Le Monde des livres, 19 octobre 2023, par Christine Lecerf

Désillusions croissantes

Branle-bas de combat à Bruxelles, Varsovie, Tirana. La conférence de Poznań (décembre 2008) approche. Hauts fonctionnaires européens, juristes, journalistes s’agitent à la perspective de ce énième sommet censé accompagner le processus d’élargissement de l’Union européenne (UE) aux Balkans occidentaux. La fébrilité est grande en Albanie, qui attend depuis près de vingt ans son entrée dans l’UE. L’atmosphère est radicalement différente en Pologne, qui n’hésite plus à se poser la question : « Élargir, approfondir ou démanteler ? » En proie à une « absence d’illusions croissante », Bruxelles tente tout simplement de « garder le cap ». Plus l’heure tourne, et plus la perspective d’une intégration politique de l’Albanie s’éloigne.
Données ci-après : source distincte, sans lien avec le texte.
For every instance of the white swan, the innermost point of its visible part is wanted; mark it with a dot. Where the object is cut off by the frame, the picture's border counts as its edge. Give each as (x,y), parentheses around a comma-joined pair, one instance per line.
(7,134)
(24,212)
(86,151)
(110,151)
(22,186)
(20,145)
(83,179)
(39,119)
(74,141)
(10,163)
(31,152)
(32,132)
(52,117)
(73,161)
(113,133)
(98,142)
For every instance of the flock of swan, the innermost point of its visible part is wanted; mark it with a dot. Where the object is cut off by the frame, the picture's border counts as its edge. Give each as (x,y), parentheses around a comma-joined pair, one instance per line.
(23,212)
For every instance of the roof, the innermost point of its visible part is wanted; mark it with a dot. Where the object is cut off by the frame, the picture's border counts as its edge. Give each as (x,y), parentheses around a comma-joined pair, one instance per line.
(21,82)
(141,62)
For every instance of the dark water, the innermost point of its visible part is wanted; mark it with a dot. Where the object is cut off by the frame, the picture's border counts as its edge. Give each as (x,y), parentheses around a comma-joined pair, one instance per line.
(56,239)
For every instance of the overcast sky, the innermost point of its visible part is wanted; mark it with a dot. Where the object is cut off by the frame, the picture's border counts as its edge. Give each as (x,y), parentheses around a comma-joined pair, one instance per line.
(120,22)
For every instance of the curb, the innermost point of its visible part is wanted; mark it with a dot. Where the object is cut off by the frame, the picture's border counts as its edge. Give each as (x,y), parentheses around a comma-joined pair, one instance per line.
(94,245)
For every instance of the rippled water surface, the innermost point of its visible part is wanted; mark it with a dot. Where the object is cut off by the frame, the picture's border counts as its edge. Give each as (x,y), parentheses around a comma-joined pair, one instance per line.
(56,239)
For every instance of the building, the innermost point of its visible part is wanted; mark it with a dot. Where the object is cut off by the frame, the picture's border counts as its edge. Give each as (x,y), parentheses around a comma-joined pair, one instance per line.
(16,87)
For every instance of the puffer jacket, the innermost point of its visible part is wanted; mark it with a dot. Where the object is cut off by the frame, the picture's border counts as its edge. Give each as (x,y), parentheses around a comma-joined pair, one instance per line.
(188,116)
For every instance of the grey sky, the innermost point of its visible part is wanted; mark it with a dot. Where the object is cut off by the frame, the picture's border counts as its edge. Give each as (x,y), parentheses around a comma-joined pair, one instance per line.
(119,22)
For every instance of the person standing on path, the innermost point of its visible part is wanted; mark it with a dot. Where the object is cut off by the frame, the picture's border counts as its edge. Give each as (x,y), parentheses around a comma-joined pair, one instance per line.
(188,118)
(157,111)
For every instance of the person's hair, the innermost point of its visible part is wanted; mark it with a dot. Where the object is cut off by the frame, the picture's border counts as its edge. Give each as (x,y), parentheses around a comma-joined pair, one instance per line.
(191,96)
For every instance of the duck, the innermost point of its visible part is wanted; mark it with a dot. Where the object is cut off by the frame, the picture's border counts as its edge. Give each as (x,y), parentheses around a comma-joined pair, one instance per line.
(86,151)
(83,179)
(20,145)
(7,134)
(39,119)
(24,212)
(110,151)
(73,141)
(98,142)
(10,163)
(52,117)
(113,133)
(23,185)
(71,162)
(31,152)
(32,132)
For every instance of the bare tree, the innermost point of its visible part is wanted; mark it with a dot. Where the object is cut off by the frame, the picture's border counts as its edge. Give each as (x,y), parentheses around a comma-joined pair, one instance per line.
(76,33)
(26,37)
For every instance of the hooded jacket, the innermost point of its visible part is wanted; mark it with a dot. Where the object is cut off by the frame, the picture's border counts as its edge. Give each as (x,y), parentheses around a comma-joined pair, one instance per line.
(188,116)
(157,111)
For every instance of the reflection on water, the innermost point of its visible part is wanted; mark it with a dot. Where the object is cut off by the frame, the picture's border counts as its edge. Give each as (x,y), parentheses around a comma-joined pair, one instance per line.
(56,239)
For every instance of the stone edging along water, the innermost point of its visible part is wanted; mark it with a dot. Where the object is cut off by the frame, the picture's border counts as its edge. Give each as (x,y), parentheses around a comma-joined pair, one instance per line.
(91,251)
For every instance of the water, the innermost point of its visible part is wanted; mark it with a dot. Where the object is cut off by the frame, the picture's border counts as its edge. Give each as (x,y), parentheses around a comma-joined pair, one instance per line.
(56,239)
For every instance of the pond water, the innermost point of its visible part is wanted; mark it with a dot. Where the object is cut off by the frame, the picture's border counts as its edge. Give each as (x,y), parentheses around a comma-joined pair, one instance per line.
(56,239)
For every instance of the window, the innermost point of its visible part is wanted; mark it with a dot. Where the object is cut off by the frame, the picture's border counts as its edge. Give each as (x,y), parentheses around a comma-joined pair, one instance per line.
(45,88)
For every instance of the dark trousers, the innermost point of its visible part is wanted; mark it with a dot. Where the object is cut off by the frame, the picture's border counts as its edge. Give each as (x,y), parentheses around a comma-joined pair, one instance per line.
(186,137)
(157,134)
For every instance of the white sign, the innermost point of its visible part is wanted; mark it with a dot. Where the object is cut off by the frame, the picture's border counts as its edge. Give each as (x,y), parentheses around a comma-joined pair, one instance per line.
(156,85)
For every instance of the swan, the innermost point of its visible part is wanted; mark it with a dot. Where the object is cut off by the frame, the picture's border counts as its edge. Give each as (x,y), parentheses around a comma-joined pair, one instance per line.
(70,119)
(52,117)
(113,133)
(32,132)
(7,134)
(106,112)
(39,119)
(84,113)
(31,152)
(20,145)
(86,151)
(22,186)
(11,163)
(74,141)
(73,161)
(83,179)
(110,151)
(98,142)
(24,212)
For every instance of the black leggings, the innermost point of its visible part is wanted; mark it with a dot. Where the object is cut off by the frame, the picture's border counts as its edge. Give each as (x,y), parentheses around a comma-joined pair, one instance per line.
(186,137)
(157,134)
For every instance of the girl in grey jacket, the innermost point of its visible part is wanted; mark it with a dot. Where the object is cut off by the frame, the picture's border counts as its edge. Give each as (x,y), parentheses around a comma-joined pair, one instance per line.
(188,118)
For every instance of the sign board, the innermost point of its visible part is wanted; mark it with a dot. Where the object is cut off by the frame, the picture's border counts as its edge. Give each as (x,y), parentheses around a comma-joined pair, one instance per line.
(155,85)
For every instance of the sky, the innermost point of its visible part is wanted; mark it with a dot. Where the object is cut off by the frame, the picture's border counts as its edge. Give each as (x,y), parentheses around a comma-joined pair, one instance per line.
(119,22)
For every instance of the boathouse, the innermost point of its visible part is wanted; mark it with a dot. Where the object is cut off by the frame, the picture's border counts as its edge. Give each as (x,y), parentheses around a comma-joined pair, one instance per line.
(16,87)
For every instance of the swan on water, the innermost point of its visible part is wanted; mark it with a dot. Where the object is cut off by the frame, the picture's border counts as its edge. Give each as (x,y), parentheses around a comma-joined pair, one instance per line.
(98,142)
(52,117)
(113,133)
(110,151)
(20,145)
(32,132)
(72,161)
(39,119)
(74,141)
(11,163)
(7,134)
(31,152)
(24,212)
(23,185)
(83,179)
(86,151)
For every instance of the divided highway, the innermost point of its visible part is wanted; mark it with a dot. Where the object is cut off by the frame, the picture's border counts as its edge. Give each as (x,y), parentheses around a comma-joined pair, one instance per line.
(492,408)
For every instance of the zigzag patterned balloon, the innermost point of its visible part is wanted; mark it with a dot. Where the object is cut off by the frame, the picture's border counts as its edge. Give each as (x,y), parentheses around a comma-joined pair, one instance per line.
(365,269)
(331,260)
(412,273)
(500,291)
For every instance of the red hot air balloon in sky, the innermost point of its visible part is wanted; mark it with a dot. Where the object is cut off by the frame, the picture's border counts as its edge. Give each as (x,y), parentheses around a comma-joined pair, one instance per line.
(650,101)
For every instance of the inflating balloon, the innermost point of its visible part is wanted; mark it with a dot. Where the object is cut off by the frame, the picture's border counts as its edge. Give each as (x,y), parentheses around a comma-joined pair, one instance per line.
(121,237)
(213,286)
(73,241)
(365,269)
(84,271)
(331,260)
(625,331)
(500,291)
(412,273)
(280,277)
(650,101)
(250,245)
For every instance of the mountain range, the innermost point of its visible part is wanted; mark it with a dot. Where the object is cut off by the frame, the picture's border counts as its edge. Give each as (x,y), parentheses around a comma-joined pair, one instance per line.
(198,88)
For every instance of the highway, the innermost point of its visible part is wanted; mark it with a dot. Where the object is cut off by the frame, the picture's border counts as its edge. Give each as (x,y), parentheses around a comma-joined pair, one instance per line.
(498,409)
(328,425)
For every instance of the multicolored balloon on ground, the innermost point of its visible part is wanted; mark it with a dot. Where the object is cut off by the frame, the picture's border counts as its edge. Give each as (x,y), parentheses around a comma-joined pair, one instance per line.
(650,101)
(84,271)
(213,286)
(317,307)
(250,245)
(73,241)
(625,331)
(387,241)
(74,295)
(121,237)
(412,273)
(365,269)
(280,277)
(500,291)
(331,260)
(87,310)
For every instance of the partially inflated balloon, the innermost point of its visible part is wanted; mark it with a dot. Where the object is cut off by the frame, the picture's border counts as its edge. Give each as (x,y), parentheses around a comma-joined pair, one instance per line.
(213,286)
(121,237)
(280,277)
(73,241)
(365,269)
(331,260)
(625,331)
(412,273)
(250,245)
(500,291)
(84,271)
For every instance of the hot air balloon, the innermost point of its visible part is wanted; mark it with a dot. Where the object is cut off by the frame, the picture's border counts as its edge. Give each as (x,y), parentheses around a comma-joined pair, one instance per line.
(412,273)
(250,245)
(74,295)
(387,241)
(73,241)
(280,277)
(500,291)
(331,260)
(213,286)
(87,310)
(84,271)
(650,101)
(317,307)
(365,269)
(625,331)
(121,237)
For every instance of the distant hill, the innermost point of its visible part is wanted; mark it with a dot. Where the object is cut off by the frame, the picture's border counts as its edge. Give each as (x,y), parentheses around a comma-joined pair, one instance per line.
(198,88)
L’élargissement n’échoue pas pour autant. Il fait son chemin dans le roman, pénètre le quotidien des personnages, transforme leurs mentalités. Des préjugés s’effondrent, des histoires d’amour se nouent, des vies bifurquent.
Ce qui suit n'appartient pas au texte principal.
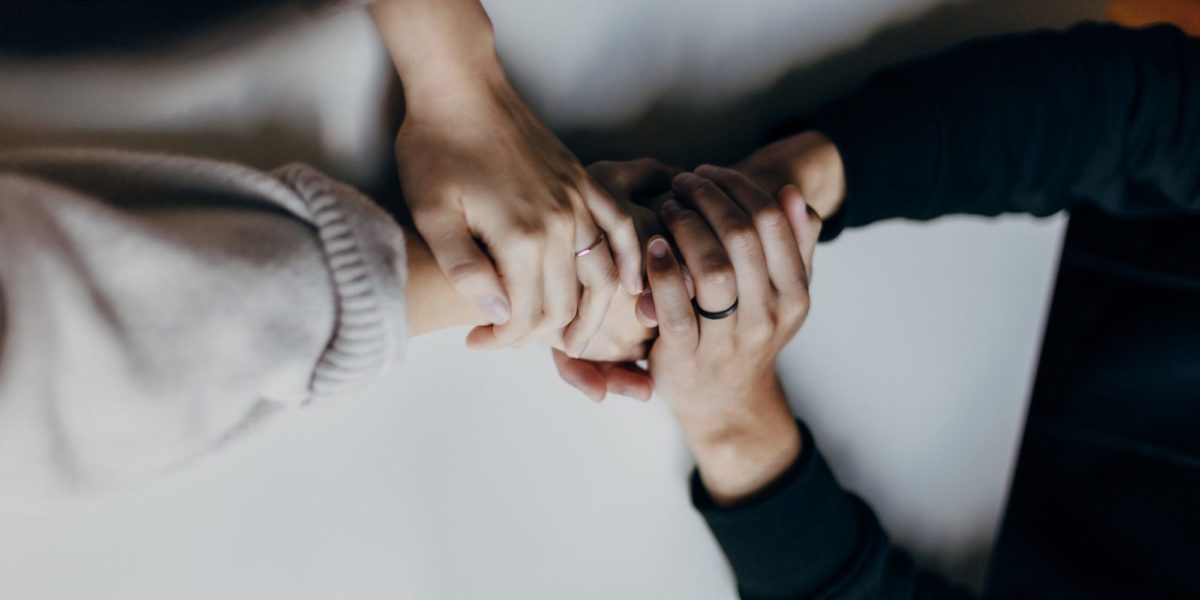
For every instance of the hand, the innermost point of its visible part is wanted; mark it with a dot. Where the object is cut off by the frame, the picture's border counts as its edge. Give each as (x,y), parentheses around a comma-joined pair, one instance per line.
(609,364)
(491,171)
(718,376)
(809,161)
(503,205)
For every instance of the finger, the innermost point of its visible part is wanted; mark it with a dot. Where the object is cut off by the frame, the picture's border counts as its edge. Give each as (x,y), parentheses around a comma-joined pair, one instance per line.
(618,226)
(469,270)
(733,228)
(561,291)
(598,277)
(628,179)
(672,307)
(805,223)
(627,379)
(519,259)
(783,255)
(712,273)
(581,375)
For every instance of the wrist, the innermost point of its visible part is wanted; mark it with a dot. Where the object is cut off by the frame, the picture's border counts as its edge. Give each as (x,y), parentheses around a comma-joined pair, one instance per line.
(742,453)
(431,301)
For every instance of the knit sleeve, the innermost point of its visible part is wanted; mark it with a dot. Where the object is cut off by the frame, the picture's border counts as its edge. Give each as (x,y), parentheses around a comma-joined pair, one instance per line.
(155,307)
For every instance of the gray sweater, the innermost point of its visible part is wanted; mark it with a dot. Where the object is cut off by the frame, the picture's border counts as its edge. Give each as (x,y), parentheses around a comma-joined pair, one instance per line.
(153,307)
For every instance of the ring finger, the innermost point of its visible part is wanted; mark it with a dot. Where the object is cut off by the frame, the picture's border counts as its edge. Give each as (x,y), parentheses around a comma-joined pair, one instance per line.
(598,279)
(717,288)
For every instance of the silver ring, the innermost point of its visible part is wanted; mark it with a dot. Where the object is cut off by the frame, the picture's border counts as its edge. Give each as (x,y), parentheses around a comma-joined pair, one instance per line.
(592,246)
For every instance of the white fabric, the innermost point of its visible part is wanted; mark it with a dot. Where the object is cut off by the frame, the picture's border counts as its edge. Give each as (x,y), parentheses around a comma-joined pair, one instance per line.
(154,306)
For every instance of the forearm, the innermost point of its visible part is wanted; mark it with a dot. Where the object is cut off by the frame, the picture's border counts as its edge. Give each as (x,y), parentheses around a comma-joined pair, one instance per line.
(1031,123)
(441,48)
(741,453)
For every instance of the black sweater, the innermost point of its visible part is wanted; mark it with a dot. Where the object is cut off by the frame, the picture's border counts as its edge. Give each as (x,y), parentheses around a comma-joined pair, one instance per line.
(1105,499)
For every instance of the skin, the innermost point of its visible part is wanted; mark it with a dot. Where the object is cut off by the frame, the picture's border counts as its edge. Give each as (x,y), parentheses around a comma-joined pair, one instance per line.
(732,240)
(502,203)
(808,161)
(435,304)
(718,377)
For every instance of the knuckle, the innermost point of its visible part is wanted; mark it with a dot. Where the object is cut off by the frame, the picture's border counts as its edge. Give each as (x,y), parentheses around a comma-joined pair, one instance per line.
(702,186)
(771,219)
(622,223)
(717,273)
(525,237)
(760,330)
(684,220)
(466,273)
(742,239)
(677,327)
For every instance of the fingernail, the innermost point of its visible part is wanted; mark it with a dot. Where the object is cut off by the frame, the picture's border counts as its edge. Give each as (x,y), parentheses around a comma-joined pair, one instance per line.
(670,208)
(497,309)
(659,247)
(685,178)
(646,310)
(623,390)
(633,282)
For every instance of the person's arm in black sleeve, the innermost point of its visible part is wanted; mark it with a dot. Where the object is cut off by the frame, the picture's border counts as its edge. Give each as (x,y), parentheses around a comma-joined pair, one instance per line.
(1030,123)
(805,537)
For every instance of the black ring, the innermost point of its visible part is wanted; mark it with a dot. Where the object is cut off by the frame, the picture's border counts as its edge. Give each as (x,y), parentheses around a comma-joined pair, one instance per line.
(718,315)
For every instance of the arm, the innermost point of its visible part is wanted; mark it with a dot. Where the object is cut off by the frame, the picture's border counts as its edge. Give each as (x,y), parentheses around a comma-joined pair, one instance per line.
(154,307)
(785,525)
(1031,123)
(502,202)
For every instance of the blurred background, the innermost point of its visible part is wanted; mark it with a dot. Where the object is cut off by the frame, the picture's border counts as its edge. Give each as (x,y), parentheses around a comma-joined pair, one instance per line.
(481,475)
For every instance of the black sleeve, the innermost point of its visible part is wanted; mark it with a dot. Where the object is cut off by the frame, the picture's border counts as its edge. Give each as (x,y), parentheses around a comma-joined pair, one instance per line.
(1030,123)
(805,537)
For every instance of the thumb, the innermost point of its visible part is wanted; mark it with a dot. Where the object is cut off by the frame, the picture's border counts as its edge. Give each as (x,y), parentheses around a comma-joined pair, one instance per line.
(805,223)
(469,270)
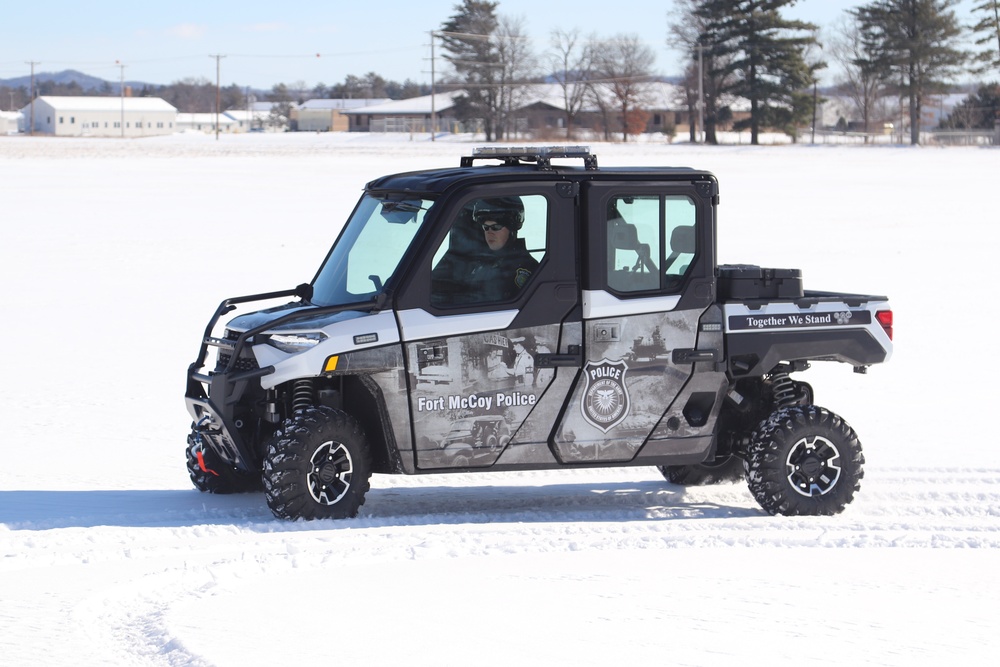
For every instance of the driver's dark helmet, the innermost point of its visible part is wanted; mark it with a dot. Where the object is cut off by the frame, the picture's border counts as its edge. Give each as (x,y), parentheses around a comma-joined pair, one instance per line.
(506,211)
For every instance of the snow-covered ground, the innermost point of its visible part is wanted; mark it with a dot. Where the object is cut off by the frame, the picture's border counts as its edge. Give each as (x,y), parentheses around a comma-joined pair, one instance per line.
(114,255)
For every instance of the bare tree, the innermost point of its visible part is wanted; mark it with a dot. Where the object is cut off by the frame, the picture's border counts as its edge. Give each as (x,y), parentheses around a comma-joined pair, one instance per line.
(625,67)
(572,63)
(516,65)
(918,41)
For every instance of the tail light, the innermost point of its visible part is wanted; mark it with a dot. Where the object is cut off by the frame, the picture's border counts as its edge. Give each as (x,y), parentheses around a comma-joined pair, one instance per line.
(884,318)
Après La Capitale (Verdier, 2019), Robert Menasse poursuit son époustouflante saga européenne. Avec la précision redoutable d’un entomologiste, l’ironie mordante d’un caricaturiste et l’irrépressible empathie d’un Européen convaincu, il hisse le destin de l’UE à la hauteur d’un enjeu romanesque majeur. Dès lors, l’Europe ne se construit plus seulement dans les bureaux présidentiels ou les cabinets d’experts. Elle se fait aussi aux terrasses des cafés et dans les chambres d’hôtel, sous la plume de l’écrivain qui imagine son avenir.